Eichin: "Meine Sorge ist, dass der EM-Hype verpufft"

Leverkusens Leiter Nachwuchs und Frauen sieht DFL und DFB gefordert

Eichin: "Meine Sorge ist, dass der EM-Hype verpufft"

In Verantwortung bei den Bayer-Frauen: Thomas Eichin (re. Ex-Trainer Achim Feifel).
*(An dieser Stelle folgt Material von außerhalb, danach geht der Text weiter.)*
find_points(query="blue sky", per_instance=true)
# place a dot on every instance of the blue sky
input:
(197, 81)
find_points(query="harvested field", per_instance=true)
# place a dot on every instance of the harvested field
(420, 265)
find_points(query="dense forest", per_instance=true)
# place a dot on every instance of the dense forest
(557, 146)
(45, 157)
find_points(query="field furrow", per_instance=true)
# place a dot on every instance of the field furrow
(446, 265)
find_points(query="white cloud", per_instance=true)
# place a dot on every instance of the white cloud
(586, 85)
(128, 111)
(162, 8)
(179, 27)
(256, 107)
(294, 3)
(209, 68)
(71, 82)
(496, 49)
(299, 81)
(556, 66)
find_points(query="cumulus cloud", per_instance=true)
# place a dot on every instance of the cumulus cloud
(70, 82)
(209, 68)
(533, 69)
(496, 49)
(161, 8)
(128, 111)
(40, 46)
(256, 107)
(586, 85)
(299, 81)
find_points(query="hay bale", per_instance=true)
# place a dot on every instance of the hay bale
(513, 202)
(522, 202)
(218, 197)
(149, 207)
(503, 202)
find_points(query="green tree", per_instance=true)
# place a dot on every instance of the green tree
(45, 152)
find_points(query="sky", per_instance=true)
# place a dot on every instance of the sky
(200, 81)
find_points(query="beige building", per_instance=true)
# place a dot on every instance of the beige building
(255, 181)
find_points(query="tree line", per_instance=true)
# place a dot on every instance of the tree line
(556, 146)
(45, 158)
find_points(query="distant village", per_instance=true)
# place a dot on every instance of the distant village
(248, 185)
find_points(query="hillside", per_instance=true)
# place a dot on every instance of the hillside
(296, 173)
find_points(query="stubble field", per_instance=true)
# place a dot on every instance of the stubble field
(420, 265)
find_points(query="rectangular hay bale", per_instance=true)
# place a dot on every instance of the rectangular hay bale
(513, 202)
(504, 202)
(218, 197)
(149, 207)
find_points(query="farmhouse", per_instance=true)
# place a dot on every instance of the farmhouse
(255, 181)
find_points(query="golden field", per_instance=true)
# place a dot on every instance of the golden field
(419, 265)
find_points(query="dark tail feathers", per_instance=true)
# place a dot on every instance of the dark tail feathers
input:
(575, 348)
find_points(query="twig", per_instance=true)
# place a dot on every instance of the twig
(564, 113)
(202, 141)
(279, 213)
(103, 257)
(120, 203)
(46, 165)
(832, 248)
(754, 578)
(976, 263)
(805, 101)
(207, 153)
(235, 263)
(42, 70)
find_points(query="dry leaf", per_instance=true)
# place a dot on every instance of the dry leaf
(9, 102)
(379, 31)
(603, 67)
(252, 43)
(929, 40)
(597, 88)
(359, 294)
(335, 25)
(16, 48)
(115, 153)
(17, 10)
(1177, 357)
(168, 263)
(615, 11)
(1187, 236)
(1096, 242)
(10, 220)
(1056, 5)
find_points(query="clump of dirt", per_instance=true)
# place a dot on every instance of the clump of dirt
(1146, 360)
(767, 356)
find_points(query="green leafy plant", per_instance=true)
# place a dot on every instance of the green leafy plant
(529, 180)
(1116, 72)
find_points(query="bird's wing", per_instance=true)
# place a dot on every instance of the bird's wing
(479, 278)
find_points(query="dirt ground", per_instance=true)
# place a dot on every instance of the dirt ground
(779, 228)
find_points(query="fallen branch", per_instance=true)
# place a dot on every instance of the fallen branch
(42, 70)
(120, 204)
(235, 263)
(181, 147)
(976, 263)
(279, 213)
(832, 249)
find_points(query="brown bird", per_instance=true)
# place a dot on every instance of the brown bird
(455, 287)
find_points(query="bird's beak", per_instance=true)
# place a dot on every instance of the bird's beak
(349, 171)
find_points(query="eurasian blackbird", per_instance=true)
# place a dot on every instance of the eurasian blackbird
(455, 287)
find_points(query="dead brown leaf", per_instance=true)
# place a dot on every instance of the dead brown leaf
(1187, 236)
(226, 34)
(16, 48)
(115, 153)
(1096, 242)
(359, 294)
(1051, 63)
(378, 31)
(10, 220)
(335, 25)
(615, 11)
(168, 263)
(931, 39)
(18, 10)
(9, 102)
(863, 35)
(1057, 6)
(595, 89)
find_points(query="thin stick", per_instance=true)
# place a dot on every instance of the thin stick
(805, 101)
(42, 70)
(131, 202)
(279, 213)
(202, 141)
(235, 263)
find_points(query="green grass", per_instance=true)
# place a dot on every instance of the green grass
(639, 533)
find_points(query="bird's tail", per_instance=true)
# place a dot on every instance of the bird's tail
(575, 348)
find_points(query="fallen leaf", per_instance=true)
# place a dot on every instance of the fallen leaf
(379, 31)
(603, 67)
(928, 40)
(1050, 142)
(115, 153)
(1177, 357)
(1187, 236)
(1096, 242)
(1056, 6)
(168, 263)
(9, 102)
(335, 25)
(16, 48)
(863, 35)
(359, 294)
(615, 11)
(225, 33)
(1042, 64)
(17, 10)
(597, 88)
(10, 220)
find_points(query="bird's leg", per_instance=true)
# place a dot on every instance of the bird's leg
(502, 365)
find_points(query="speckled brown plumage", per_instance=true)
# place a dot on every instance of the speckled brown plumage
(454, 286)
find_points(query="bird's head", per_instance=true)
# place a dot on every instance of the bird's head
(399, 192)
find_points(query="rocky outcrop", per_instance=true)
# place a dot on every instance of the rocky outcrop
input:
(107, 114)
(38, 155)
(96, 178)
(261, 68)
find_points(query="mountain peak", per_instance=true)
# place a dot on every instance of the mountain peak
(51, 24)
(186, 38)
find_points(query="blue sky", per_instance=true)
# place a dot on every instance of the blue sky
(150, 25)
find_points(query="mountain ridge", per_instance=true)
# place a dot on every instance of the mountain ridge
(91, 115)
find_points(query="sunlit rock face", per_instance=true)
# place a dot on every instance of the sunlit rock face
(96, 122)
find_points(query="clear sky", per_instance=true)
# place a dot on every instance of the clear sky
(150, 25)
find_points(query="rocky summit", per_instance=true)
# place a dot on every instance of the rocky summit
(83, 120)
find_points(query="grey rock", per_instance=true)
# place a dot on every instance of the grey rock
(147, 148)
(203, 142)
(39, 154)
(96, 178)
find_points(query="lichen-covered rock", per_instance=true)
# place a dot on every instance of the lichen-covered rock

In Verantwortung bei den Bayer-Frauen: Thomas Eichin (re. Ex-Trainer Achim Feifel). IMAGO/Jürgen Schwarz

Es tut sich etwas bei den Frauen. Zumindest ein bisschen. Vor dem Derby gegen den 1. FC Köln am Freitag lud Bayer 04 erstmals zum "Medien-Kick-off", einer Diskussionsrunde, in die Umkleidekabine der Bundesliga-Mannschaft der Frauen in der Bay-Arena. "Der Frauenfußball hat bei uns einen hohen Stellenwert", erklärte dort Klub-Boss Fernando Carro.

2. Spieltag

Der Status der Frauen in Deutschlands Volkssport Nummer 1 hat sich zwar verbessert, aber er ist noch lange nicht gut. Erst recht nicht, wenn man den Blick in andere Länder wirft. "Wir können uns nicht nur in England, sondern auch in Frankreich, aber auch in Mexiko, wie wir auf unserer Reise mit der Mannschaft festgestellt haben, einiges abgucken", erklärte Thomas Eichin, Leiter Nachwuchs und Frauen bei Bayer 04, "das Entscheidende wird sein, die entsprechende Aufmerksamkeit zu erzielen und uns auch an den Herrenfußball anzudocken."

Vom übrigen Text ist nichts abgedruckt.